Kinky GE laws need ironing out

Forest owners say kinks in the laws covering the release of Genetically Modified Organisms need to be ironed out.

They say it’s no longer clear what’s a GMO and what’s not. Also, the decision by some regional councils to regulate GMOs in their regions is “simply unworkable”.


Forest Owners Association technical manager Glen Mackie.

Complex analysis
“This will change. Sooner or later someone will come up with a straighter, stronger, faster growing pine tree – one that is sterile and doesn’t produce pollen. When that happens, the decision whether or not to release it needs to be made by people who can analyse complex scientific data,” says Glen.

“Clearly, the Environmental Protection Agency is best equipped to do this. That’s what it’s set up to do. But the Environment Court has recently decided regional councillors should also be given the power to regulate GMOs in their regions.

“This means, if a superior forest tree, a disease-resistant tamarillo, a psyllid resistant potato or drought-tolerant ryegrass that was developed using GM technology, it would need the approval of the EPA as well as each of the councils where the cultivar might be planted.”

Glen describes this as “bureaucracy gone mad”. He also scratches his head about people in the regions wanting to give this power to the same councillors they criticise for their planning and resource management decisions.

To add to the head-scratching, the definition of a GMO was been changed by a 2014 High Court decision.

“GMOs are regulated by the EPA, which has never allowed transgenic animals or plants to be released into the environment. However, it does permit a wide range of crops – including grapes, fruit trees and grasses – to be bred using sophisticated chemical and radiation treatments,” says Glen.

“Basically, if a technique was in commercial use before 1998, the EPA has been giving it the green light. This includes those propagated and bred by tissue culture, artificial insemination, clonal propagation and other in-vitro treatments.

“The High Court ruling says that’s wrong. It says that unless a sophisticated breeding technique is listed as exempt in the GMO regulations, the resulting organism is a GMO.”

The EPA is now proposing a change in the regulations so all organisms created using treatments in use before July 29, 1998, are not treated as GMOs. Organisms resulting from treatments developed after this date would continue to be regulated as GMOs.

More precise
Glen says these changes restore the status quo. But in a submission to the EPA, the FOA argues this fails to take into account scientific progress and innovation since 1998.  

“Regulation should be based on the risks posed by a technology, not how old it is. That’s illogical.

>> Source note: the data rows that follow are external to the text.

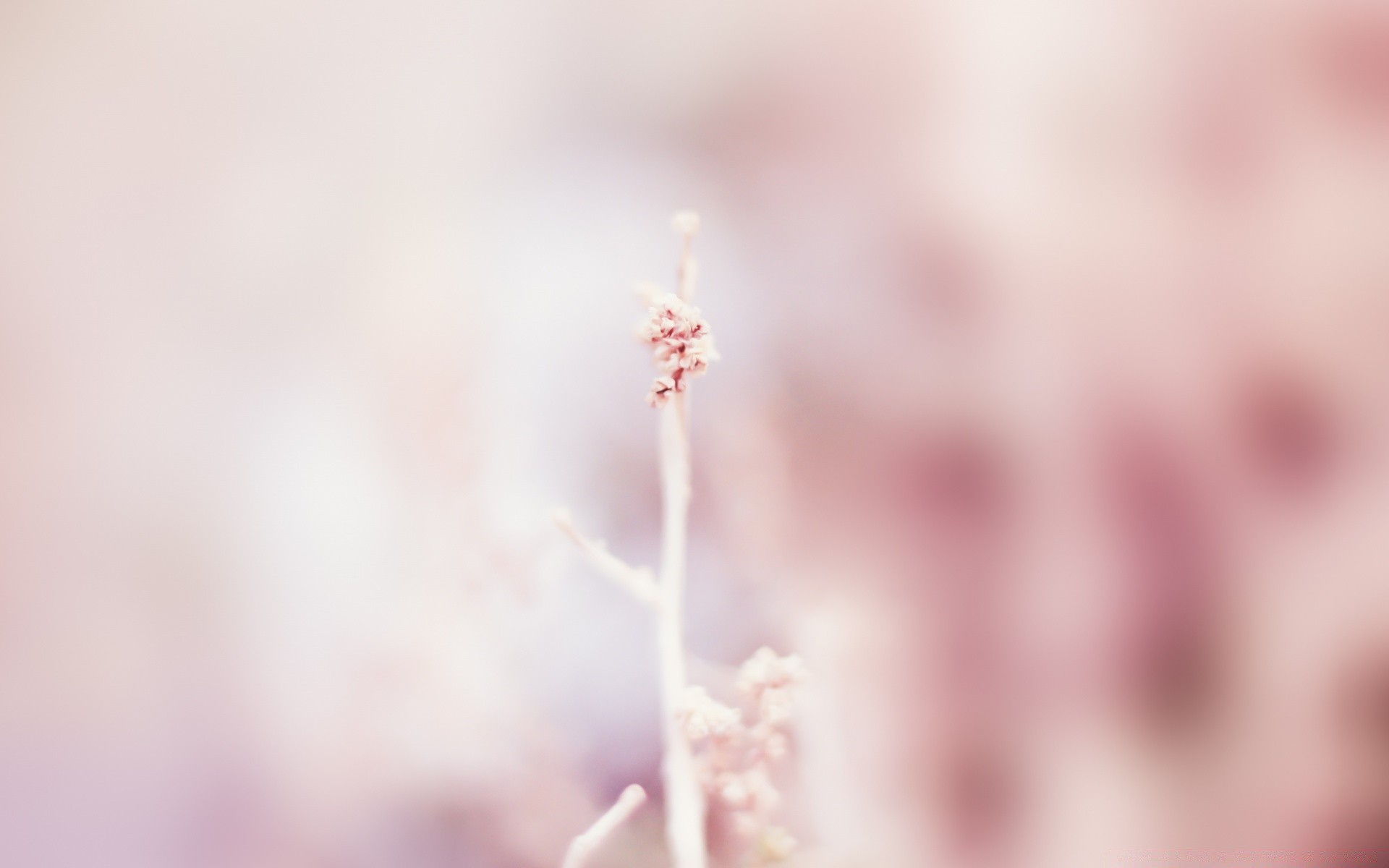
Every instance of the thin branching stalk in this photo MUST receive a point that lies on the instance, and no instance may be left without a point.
(682, 350)
(584, 846)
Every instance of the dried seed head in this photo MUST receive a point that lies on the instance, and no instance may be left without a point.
(682, 345)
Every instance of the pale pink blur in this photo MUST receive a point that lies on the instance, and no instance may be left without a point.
(1052, 424)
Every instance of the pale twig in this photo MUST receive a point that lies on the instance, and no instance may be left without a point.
(637, 581)
(584, 846)
(687, 224)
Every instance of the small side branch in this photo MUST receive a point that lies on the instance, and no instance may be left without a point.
(637, 581)
(590, 841)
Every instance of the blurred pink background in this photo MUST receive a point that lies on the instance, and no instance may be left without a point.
(1050, 425)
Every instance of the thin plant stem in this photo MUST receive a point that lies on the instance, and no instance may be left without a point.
(584, 846)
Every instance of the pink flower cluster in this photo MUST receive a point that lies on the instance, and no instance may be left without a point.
(735, 756)
(682, 346)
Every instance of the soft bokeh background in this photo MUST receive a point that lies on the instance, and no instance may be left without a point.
(1050, 427)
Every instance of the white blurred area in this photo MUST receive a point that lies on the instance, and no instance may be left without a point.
(1049, 425)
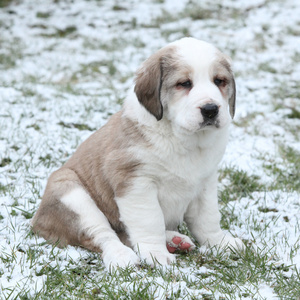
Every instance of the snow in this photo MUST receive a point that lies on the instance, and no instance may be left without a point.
(47, 79)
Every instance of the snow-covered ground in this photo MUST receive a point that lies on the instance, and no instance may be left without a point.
(65, 67)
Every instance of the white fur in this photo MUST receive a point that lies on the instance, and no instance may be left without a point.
(178, 178)
(94, 223)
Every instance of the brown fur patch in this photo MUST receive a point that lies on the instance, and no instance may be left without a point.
(104, 167)
(150, 77)
(222, 69)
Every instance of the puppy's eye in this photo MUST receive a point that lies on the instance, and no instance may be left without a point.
(186, 84)
(219, 82)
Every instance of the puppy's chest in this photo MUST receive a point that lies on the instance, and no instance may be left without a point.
(181, 175)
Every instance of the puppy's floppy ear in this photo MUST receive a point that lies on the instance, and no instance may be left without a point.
(231, 100)
(148, 82)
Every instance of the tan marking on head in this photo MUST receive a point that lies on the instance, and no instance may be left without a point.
(151, 76)
(222, 70)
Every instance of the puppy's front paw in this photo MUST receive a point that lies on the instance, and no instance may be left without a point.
(119, 255)
(154, 254)
(178, 241)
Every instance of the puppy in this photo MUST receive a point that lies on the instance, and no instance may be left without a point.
(152, 166)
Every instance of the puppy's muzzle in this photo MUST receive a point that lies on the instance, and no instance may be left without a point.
(209, 111)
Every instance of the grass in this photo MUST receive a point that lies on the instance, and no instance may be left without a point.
(44, 120)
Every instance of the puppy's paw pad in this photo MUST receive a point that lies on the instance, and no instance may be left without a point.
(179, 242)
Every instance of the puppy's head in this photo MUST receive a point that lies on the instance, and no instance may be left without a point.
(190, 83)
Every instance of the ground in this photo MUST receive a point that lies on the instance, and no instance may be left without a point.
(65, 67)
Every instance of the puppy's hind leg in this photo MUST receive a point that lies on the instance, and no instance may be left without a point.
(96, 231)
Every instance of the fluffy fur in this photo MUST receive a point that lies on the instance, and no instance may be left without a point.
(152, 166)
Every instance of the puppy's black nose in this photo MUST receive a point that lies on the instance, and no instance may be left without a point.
(209, 111)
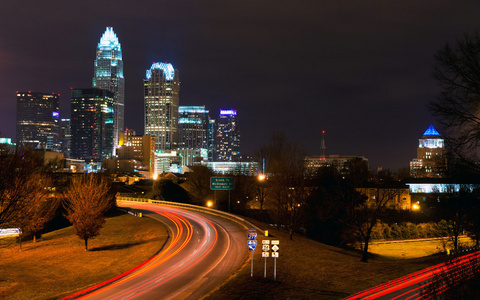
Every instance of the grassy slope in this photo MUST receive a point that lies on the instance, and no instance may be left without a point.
(57, 265)
(312, 270)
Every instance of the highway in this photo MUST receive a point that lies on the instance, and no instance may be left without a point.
(202, 252)
(423, 284)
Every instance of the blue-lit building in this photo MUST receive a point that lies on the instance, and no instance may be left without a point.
(228, 136)
(108, 74)
(161, 92)
(92, 121)
(38, 120)
(431, 160)
(193, 134)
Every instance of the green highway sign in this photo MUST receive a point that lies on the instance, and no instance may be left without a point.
(222, 183)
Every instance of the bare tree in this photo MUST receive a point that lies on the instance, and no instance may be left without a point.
(86, 201)
(458, 108)
(38, 207)
(18, 173)
(286, 180)
(365, 213)
(198, 183)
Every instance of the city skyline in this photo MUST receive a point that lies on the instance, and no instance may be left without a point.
(361, 72)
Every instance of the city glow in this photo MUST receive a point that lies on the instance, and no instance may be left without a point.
(168, 70)
(229, 112)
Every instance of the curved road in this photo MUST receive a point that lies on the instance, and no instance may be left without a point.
(426, 283)
(201, 253)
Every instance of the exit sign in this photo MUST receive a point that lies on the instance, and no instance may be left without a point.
(222, 183)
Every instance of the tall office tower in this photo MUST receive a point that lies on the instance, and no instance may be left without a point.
(161, 91)
(37, 120)
(65, 137)
(431, 158)
(193, 134)
(228, 136)
(92, 124)
(108, 74)
(211, 139)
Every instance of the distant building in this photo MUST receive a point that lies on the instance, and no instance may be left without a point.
(228, 136)
(65, 137)
(339, 162)
(108, 75)
(38, 120)
(135, 154)
(431, 159)
(211, 139)
(193, 134)
(91, 120)
(161, 92)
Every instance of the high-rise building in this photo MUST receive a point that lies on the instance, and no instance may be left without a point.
(37, 120)
(92, 124)
(212, 133)
(431, 159)
(161, 91)
(193, 134)
(108, 74)
(228, 136)
(135, 153)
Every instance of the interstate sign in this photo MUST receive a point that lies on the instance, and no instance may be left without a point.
(222, 183)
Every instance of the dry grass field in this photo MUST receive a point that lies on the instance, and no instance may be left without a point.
(310, 270)
(57, 264)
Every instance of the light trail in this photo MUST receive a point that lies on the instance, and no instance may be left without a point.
(192, 239)
(422, 280)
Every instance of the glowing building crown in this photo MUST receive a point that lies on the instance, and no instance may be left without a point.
(168, 70)
(431, 132)
(109, 40)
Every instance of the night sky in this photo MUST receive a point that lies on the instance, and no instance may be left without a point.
(360, 70)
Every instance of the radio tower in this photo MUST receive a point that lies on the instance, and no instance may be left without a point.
(322, 147)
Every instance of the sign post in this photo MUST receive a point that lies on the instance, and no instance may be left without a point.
(265, 253)
(275, 249)
(252, 243)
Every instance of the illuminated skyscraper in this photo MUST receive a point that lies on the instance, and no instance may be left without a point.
(92, 124)
(161, 90)
(228, 136)
(431, 160)
(38, 120)
(193, 134)
(108, 74)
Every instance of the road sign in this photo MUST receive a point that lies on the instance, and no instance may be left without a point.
(222, 183)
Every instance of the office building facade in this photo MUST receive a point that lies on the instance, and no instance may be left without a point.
(228, 136)
(193, 134)
(161, 92)
(92, 124)
(38, 120)
(108, 74)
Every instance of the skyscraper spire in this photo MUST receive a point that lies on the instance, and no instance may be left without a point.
(108, 74)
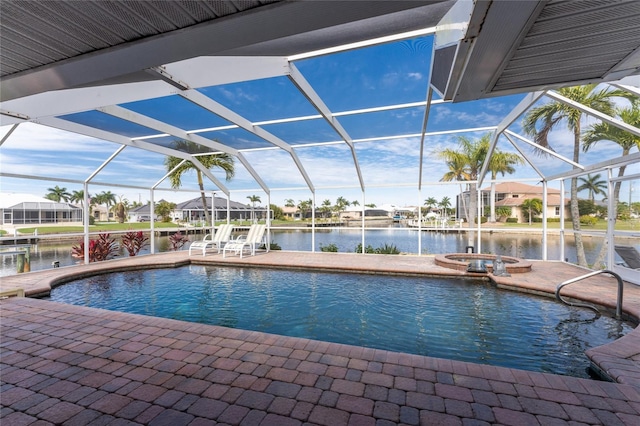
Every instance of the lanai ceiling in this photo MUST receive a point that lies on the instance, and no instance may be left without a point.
(64, 63)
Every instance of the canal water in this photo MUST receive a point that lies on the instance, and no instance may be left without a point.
(517, 244)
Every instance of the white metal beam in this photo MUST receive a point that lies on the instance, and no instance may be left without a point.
(525, 155)
(516, 112)
(631, 89)
(545, 150)
(307, 90)
(229, 115)
(6, 136)
(149, 122)
(608, 164)
(69, 126)
(604, 117)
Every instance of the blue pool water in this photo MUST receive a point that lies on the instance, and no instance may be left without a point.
(455, 319)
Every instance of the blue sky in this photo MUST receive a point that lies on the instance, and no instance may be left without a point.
(388, 74)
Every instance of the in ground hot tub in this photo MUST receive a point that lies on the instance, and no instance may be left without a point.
(460, 262)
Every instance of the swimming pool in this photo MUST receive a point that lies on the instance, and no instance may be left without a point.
(446, 318)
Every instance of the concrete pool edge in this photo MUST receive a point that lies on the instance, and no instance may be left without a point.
(623, 367)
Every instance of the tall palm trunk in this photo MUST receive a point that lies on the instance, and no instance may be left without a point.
(492, 217)
(600, 259)
(203, 197)
(473, 207)
(575, 211)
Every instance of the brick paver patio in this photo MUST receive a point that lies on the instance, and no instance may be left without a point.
(64, 364)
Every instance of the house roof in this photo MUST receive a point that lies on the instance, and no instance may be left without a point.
(520, 188)
(552, 200)
(221, 204)
(15, 200)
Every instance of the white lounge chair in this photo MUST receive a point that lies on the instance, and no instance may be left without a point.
(250, 241)
(218, 240)
(630, 256)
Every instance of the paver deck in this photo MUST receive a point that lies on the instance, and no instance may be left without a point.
(63, 364)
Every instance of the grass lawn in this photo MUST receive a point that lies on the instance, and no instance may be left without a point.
(601, 225)
(98, 227)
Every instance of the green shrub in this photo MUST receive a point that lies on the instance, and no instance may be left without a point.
(329, 248)
(272, 246)
(387, 249)
(383, 249)
(368, 249)
(588, 220)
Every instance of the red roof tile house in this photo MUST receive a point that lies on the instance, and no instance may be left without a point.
(513, 194)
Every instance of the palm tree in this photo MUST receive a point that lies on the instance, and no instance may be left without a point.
(107, 198)
(303, 206)
(253, 199)
(444, 204)
(627, 141)
(531, 207)
(550, 115)
(223, 161)
(58, 194)
(78, 197)
(326, 207)
(465, 164)
(594, 184)
(458, 172)
(430, 203)
(120, 209)
(500, 163)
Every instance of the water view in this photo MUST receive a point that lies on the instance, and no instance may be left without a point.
(522, 245)
(412, 315)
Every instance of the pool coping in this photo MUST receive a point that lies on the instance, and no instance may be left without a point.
(618, 361)
(452, 383)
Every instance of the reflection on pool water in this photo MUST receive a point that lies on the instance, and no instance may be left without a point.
(455, 319)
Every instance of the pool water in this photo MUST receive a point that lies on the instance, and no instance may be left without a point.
(446, 318)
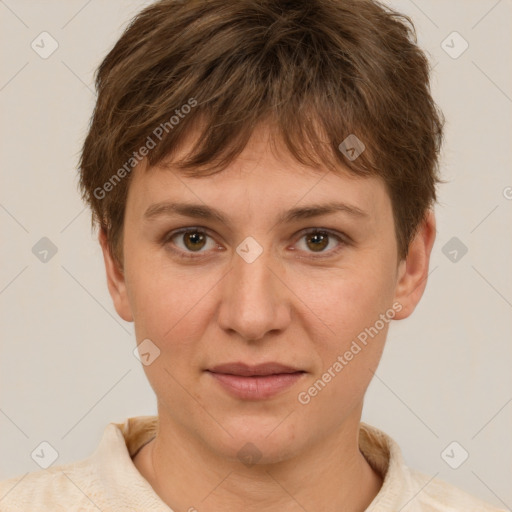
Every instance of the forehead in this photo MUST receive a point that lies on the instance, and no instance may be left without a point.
(265, 177)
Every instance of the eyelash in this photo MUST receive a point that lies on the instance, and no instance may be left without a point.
(342, 239)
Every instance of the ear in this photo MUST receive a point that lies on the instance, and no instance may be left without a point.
(115, 280)
(413, 270)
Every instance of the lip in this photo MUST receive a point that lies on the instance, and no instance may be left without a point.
(255, 382)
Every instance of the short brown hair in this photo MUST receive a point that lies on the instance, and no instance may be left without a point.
(317, 70)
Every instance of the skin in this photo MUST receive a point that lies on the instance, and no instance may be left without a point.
(292, 305)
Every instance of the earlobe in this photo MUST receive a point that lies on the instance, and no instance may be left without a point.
(115, 280)
(413, 270)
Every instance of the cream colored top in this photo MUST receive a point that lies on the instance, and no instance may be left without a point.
(109, 481)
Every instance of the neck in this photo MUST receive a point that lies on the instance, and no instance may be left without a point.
(330, 476)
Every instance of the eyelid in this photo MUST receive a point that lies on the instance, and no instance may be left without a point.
(342, 238)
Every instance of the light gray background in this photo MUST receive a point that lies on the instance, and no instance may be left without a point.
(67, 367)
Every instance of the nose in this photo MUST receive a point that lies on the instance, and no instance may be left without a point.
(255, 300)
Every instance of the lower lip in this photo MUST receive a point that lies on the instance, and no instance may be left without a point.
(256, 388)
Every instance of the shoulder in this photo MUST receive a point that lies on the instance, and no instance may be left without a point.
(436, 495)
(58, 488)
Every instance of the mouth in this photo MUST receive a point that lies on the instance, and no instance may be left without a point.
(255, 382)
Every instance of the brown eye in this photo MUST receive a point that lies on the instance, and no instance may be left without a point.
(322, 242)
(318, 241)
(189, 243)
(194, 240)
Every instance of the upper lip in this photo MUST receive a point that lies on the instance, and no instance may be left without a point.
(245, 370)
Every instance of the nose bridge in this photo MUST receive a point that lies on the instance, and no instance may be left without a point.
(253, 301)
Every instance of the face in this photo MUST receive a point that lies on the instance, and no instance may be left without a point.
(313, 293)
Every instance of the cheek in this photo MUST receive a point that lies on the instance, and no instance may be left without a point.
(169, 305)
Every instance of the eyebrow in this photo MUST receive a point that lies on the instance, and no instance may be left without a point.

Indeed, modern GMO technologies tend to be more precise and potentially pose less risk than those being used more than 18 years ago.

“Australia and the USA, two of our major trading partners, define a GMO as one created by the introduction of genetic material from an unrelated species. Such as introducing a jellyfish gene into a kumara or a human gene into a dairy cow.

“That definition needs to be adopted by New Zealand. It’s one that I’m sure most members of the public would be comfortable with.

“Our failure to do this is already stifling innovation and in the long-term will make our exports less competitive with countries that have embraced GMOs such as Brazil, China and the United States.”

Glen says the forest industry has immediate use for herbicide-resistant plants, sterile plants, lignin-modified plants and disease-resistant plants. Their development is being delayed by the current legislation for no logical reason.